As late as yesterday, however, it was unclear whether the club would approve its new member on a permanent basis. Only the final communique, due to be published today and still in contention yesterday, will clarify whether the Russians have got their way.
The Russians blamed the Japanese for obstructing their ambitions and offered them the two standbys of last-ditch Russian diplomacy: they agreed to set up a crisis hotline and said they had turned their missiles the other way. As a special favour they also promised to support Japan's bid for a seat on the UN Security Council.
But even if Russia is admitted, there is apprehension in some quarters that this could dilute the group's supposed cohesion.

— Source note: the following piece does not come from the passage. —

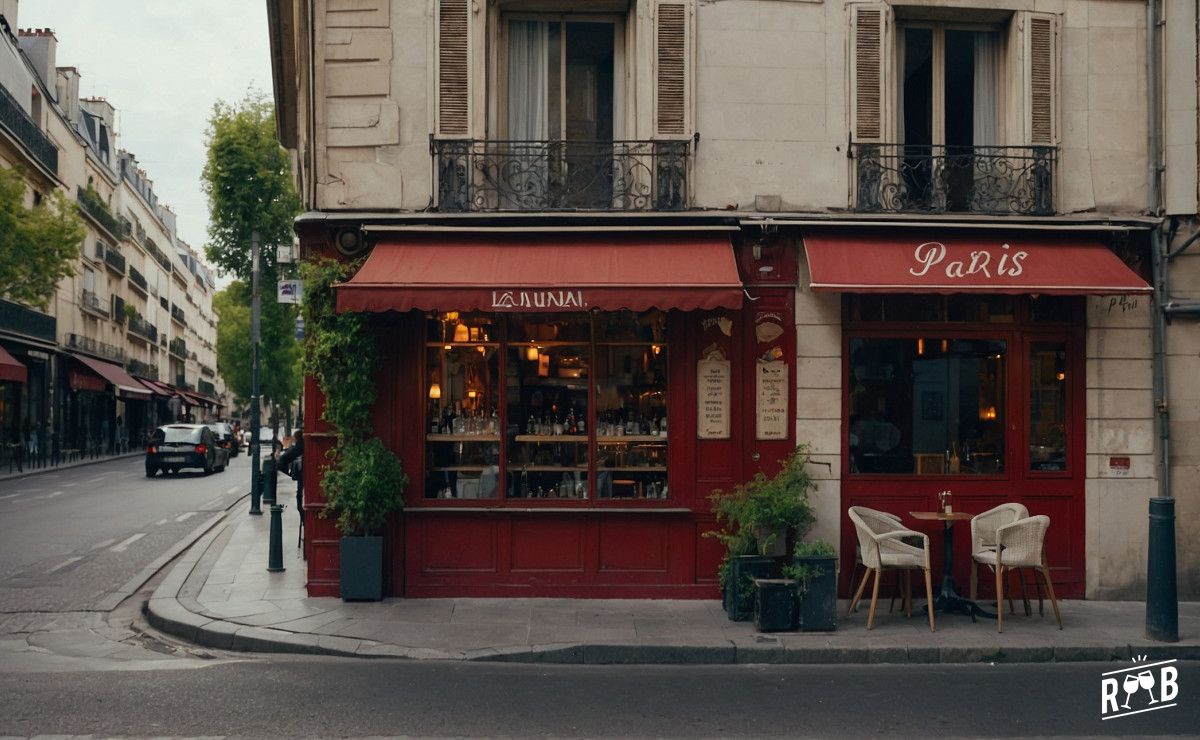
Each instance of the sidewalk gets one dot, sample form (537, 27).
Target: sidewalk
(220, 595)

Already at Denver, Russia's presence is having a constricting effect. One British official let slip, for instance, that there was unlikely to be any discussion of Nato enlargement as "it would be difficult to have an open discussion about Nato with Yeltsin there".
In truth, Russian membership of a G8, which was offered to Moscow by President Clinton at Helsinki earlier this year in return for Russia's acceptance of Nato expansion, would probably only accelerate a decline into empty formalism that began almost as soon as G7 summits became institutionalised.

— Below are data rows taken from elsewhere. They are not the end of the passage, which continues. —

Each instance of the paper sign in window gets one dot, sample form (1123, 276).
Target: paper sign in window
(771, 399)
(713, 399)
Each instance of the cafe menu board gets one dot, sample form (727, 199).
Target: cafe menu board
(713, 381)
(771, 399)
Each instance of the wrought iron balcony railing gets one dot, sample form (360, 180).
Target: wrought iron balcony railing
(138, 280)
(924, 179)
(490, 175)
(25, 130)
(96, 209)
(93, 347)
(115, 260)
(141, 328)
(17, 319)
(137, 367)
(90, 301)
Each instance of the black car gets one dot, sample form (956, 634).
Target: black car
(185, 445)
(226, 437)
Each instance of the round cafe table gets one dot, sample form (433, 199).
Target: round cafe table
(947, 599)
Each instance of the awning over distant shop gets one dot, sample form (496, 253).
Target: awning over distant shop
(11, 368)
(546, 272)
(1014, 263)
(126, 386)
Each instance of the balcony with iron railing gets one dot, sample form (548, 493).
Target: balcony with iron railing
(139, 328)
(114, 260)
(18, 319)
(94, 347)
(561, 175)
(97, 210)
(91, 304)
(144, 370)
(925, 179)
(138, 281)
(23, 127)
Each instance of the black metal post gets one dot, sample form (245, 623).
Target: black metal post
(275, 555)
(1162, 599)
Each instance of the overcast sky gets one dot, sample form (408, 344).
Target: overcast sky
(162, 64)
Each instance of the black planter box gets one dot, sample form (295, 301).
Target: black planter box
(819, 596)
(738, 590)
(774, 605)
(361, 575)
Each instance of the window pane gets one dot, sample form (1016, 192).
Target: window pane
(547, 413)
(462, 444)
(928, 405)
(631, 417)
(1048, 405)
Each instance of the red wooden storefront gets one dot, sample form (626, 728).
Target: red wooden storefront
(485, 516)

There is a ninth delegation, too - from the European Union - which comes in two parts: the Netherlands, because it holds the rotating presidency of the EU, and the European Commission, represented by its president, Jacques Santer, and Leon Brittan, the trade commissioner. The EU delegation, according to Mr Santer, who felt obliged to explain his appearance at Denver, is here to represent the 11 members of the EU that are not members of the G7. So now you know.

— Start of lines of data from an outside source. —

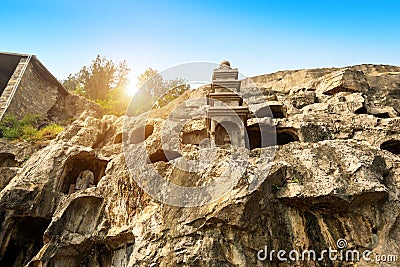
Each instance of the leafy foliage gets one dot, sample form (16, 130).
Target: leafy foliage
(155, 91)
(98, 80)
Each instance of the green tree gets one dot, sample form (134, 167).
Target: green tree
(99, 80)
(155, 91)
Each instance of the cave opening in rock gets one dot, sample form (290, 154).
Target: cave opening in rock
(278, 111)
(8, 160)
(392, 146)
(141, 134)
(118, 139)
(83, 165)
(194, 137)
(163, 155)
(285, 136)
(261, 135)
(383, 115)
(361, 110)
(24, 241)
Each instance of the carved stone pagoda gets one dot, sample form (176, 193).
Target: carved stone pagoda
(226, 115)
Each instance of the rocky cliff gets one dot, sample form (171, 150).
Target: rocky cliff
(335, 175)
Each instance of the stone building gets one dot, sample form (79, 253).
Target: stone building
(27, 87)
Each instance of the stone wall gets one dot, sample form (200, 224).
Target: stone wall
(34, 95)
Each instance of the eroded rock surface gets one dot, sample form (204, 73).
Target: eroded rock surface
(335, 174)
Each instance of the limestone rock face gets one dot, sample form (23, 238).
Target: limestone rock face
(335, 175)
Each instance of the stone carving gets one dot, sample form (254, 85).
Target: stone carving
(226, 117)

With the addition of ministers to the original line-up of top leaders came a diversification of subject matter that required the additional presence of experts, advisers and drafters. The concentration on big economic and financial issues of concern to the developed world spread out into foreign policy. This year's subjects include Bosnia, Hong Kong, Nato enlargement - dubbed "European security" to fox the Russians, the Kurile islands - dubbed Russo-Japanese co-operation, again so as not to offend Russian sensitivities, the Caucasus enclave of Nagorny-Karabakh and sub-Saharan Africa.
Of economic issues on the agenda, the emphasis has shifted from the purely financial - exchange rates and regulatory consistency - to the social and political. Among the major topics to be aired this year are the public spending implications of ageing populations, the quest to make the unemployed employable and the implications of the single European currency. It takes a lot of experts to tackle such subjects.
The delicate matter of exchange rates and trade balances, meanwhile, has been eschewed, and not just - it seems - because the current balance may be broadly acceptable. Delegates seem rather to have learned that the slightest nuance around a G7 summit can rock the markets. The quickest way for a reporter to silence an over-voluble official this year has been to ask him about exchange rates.
It is even debatable how necessary the leaders are, except for the photographs. Asked whether the recent change of government in Britain and France would change the complexion of discussion or the wording of the final documents, one (third country) official responded off-pat: "The sherpas [the civil servants guiding the way to the summit] are the same."
This year's "Mile High/Foot Deep" summit has given a new impetus to the annual calls for the whole pricey jamboree to be abandoned. More originally, one American commentator suggested rather that the guest list should be changed to invite the people who hold the real power today. Among those he proposed were organised crime bosses, high-tech whizz-kids, heads of transnational family firms (chaired by Rupert Murdoch), and the odd French lorry driver.
What he did not say was that the G7 leaders, with or without Russia, would then be free to take a long weekend away from it all to meet each other informally with no obligation to solve anything. Somewhere small, quiet and secure, perhaps - like the Chateau of Rambouillet?